Sull’amore, a trent’anni

Qualche giorno fa sono stato invitato ad un compleanno di una ragazza che ha compiuto 30 anni.

E’ sempre emozionante cambiare la prima cifra dell’età.

Ora che mi sto lentamente avvicinando ai 35 ho ripensato al luglio del 2009, quando lavoravo nel deserto e mi stavo avvicinando a questa soglia.

Ed ho ritrovato quello che avevo scritto

 

30

 

I miei primi trenta

Quando cambia la prima cifra dell’età, si ritiene che sia un momento particolare della propria vita.

Un momento per guardarsi indietro, ma anche per guardare in avanti.

Alla festa di compleanno in cui compivo dieci anni, mi ricordo che mia madre mi disse che avevo davanti a me il decennio più importante della mia vita, in cui avrei fatto molte scelte, avrei superato l’adolescenza, avrei scelto una direzione per la mia vita.

In parte aveva ragione.

Quando compii vent’anni ero nel pieno delle mie forze, della mia giovinezza, e sentivo di aver concluso un decennio molto importante e allo stesso momento divertente della mia esistenza. Forse non ero conscio di che decennio mi avrebbe atteso da lì a poco.

E di come sarebbe stato difficile trovare degli aggettivi adatti a descriverlo.

Non ho ancora trent’anni, ma ci sono quasi.

E credo di poter dire di aver vissuto molto intensamente gli ultimi dieci anni della mia vita.

Il 7 settembre del 1999 non avrei neanche lontanamente immaginato che mi sarei messo a scrivere queste righe seduto davanti ad una finestra che si affaccia sull’infinità del deserto del Sahara.

E ancor meno avrei pensato di poter raccontare e ricordare di aver vissuto a Trieste, a Udine, a Londra, a Bangkok, a Milano, a Piacenza, nella giungla del Congo e nel deserto della Tunisia.

Di saper parlare fluentemente l’inglese, di arrangiarmi con il francese, di voler imparare lo spagnolo e di aver perso l’accento gradese.

Non avrei mai detto che sarei diventato un instancabile giramondo, una sorta di vagabondo senza dimora, un irrequieto esploratore di nuove culture, in cerca della luce che risplende dietro gli occhi di chiunque abbia la fortuna di incontrare lungo il mio cammino.

Forse immaginavo che mi sarei posto molte domande sul significato della vita, per arrivare alla conclusione che è meglio non porsene troppe perchè è probabile che non ci abbia capito molto.

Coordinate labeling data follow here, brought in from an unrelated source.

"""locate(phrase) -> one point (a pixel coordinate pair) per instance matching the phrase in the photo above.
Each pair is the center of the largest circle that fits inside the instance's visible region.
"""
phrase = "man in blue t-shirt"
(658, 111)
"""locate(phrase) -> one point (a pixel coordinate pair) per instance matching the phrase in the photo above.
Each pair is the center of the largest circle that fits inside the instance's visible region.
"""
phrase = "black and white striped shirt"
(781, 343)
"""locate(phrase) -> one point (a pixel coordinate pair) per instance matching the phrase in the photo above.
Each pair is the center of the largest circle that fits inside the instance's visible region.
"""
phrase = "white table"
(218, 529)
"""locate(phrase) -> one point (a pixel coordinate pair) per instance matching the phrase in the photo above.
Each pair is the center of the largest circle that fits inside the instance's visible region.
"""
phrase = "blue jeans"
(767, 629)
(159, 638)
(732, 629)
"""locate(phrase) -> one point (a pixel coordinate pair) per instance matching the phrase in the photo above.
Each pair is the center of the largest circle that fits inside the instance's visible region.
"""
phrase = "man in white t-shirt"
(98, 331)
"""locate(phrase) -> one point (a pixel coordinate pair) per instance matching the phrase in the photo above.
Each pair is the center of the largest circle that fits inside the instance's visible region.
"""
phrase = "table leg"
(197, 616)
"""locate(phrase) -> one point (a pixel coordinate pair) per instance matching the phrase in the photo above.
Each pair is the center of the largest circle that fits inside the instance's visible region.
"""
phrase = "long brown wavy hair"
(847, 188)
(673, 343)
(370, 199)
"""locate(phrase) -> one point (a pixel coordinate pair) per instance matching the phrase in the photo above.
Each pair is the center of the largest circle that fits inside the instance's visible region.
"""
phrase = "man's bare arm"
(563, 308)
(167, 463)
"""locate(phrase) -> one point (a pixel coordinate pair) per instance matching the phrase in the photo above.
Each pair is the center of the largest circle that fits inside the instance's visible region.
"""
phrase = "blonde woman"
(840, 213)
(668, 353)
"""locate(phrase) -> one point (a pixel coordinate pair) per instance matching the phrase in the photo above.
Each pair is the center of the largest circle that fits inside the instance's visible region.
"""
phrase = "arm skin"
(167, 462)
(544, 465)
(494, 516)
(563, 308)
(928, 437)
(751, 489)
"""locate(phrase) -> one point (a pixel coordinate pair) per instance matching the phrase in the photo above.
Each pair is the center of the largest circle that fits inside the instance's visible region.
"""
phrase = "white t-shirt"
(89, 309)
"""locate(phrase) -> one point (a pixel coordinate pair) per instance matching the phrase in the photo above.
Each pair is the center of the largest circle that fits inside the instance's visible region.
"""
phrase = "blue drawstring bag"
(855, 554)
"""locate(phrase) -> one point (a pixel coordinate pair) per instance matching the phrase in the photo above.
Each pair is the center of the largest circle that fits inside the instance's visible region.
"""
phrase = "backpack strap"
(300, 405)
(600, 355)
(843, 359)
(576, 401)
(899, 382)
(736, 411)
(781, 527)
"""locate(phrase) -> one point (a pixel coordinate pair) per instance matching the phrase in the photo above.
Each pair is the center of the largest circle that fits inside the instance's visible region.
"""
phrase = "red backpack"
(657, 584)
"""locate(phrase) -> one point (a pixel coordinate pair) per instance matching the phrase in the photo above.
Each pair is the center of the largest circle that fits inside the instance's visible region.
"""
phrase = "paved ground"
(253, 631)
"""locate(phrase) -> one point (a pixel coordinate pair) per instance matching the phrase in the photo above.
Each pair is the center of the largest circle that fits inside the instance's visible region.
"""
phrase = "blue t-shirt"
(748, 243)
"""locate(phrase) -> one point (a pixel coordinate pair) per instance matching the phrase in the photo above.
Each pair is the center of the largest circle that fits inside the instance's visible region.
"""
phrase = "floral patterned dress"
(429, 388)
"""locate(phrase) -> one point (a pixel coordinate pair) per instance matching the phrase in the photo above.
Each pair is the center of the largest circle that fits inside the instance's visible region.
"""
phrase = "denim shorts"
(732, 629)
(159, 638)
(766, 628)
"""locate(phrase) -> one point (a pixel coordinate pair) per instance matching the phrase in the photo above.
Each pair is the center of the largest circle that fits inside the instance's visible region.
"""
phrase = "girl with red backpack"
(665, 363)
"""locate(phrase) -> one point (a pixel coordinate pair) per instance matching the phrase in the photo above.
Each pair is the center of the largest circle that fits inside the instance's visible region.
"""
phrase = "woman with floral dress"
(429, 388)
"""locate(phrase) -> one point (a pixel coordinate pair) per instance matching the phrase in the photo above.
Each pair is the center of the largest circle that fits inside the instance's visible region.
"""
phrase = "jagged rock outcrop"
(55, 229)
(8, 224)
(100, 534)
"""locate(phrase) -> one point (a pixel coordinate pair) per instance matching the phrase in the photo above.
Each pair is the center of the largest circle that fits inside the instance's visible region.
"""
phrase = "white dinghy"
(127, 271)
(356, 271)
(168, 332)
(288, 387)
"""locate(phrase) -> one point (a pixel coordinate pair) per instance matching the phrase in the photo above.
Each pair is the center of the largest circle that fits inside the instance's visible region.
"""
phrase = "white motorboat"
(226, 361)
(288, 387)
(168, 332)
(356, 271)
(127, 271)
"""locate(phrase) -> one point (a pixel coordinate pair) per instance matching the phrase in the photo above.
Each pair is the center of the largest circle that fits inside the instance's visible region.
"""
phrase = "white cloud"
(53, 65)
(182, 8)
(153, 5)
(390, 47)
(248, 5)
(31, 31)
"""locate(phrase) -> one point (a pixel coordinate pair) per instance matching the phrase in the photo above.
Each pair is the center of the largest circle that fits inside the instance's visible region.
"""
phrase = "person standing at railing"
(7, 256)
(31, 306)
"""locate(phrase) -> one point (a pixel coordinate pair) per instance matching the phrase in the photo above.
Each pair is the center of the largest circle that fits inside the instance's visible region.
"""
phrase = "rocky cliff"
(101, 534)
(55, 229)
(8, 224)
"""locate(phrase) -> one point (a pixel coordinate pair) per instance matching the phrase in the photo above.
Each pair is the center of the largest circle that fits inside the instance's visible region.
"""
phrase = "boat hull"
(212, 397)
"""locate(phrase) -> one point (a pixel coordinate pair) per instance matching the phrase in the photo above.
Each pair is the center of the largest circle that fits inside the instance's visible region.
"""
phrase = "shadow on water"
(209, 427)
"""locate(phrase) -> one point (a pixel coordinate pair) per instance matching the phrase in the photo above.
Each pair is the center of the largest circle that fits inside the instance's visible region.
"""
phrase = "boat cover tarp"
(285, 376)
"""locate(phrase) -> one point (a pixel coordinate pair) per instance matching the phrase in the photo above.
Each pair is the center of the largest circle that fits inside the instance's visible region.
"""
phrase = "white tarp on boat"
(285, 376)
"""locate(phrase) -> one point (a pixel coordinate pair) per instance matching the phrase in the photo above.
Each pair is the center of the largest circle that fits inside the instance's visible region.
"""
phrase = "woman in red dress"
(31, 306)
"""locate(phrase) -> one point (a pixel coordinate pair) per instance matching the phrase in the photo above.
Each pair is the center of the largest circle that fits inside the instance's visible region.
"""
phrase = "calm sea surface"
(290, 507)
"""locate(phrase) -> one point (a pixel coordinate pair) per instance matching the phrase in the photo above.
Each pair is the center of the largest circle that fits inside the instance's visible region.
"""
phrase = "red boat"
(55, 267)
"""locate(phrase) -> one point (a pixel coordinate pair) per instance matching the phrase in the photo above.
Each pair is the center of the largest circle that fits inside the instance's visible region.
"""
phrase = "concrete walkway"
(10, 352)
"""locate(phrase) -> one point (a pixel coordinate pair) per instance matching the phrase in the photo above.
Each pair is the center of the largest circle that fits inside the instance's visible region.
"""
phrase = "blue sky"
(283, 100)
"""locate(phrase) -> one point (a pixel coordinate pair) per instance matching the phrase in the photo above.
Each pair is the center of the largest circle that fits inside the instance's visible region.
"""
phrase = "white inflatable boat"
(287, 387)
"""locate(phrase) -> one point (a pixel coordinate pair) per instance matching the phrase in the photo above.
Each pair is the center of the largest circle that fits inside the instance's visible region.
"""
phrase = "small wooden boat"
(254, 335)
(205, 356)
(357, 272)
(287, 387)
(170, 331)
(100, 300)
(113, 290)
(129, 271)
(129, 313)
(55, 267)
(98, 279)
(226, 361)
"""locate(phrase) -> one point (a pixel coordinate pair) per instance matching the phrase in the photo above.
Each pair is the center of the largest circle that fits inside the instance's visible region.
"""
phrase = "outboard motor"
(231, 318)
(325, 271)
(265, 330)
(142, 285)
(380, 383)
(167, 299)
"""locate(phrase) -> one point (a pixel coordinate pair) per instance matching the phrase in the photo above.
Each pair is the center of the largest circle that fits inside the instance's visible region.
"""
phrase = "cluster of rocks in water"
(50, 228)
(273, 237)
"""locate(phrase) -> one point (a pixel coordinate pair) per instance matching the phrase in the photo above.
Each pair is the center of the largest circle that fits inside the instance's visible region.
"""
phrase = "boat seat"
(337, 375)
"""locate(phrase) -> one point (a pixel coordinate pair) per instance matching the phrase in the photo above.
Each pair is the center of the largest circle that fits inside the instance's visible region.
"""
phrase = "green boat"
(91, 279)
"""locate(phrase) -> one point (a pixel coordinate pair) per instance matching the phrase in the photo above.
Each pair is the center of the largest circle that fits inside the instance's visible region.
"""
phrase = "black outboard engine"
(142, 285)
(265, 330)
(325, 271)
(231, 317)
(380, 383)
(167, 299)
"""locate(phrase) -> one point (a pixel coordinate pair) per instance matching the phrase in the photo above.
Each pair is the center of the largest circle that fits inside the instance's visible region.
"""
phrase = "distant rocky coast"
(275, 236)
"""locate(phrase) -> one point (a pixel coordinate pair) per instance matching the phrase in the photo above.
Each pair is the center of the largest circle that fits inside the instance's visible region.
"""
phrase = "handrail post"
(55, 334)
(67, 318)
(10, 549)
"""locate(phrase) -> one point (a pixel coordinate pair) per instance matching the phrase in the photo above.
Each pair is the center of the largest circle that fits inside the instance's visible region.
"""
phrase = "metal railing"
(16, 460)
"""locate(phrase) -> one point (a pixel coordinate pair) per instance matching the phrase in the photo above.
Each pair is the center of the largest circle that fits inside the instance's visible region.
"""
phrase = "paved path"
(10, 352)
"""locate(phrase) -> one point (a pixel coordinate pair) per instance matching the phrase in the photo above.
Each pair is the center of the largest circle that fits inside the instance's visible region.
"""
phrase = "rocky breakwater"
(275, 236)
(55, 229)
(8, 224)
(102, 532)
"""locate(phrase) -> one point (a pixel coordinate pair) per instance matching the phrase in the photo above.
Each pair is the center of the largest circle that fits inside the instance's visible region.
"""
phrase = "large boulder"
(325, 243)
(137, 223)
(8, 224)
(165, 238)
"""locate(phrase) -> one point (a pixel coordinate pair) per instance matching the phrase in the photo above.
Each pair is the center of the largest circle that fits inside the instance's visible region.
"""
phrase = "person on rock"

Non sapevo che avrei tentato di imparare ad amare con voglia sempre crescente.

Che avrei usato il verbo amare coscientemente ma anche a sproposito, che avrei gioito e sofferto, fatto gioire e fatto soffrire in nome dell’amore, fino a comprendere che bisogna imparare a non odiare sé stessi prima di potersi avvicinare al vero significato della parola amore.

In questi ultimi dieci anni ho conosciuto centinaia, fors’anche migliaia di persone con cui ho comunicato in parecchie lingue; anche i gesti sono una lingua.

Molte persone sono entrate nella mia vita per lasciarci un segno indelebile e per accompagnarmi nei momenti più belli e in quelli più brutti.

Alcune sono uscite di scena per sempre, facendomi soffrire, piangere e lasciandomi un vuoto che a volte è stato difficile da colmare.

Ci sono stati casi in cui ho imparato più da un incontro fortuito con qualcuno con cui ho parlato solo per pochi minuti che da persone che ho frequentato per lungo tempo.

Ad ogni modo, tutti coloro che sono apparsi nella mia vita, che hanno fatto parte di questo strano sogno così reale, mi hanno insegnato qualcosa su me stesso.

Mi hanno aiutato a diventare quello che sono ora.

A tutti questi angeli che hanno condiviso con me questi miei primi trent’anni, vorrei dire grazie.

Grazie per aver fatto parte della mia esistenza.

Grazie per avermi insegnato molte cose, tra cui avermi aiutato a comprendere, in parte, il significato della vita.

Spero proprio di poter continuare ad essere accompagnato sulla mia strada da questi angeli e di aver la fortuna di incontrarne altri che mi permettano di poter imparare, per tutto il resto del tempo che mi resta da vivere in questo strano sogno che è la vita, come si fa ad amare.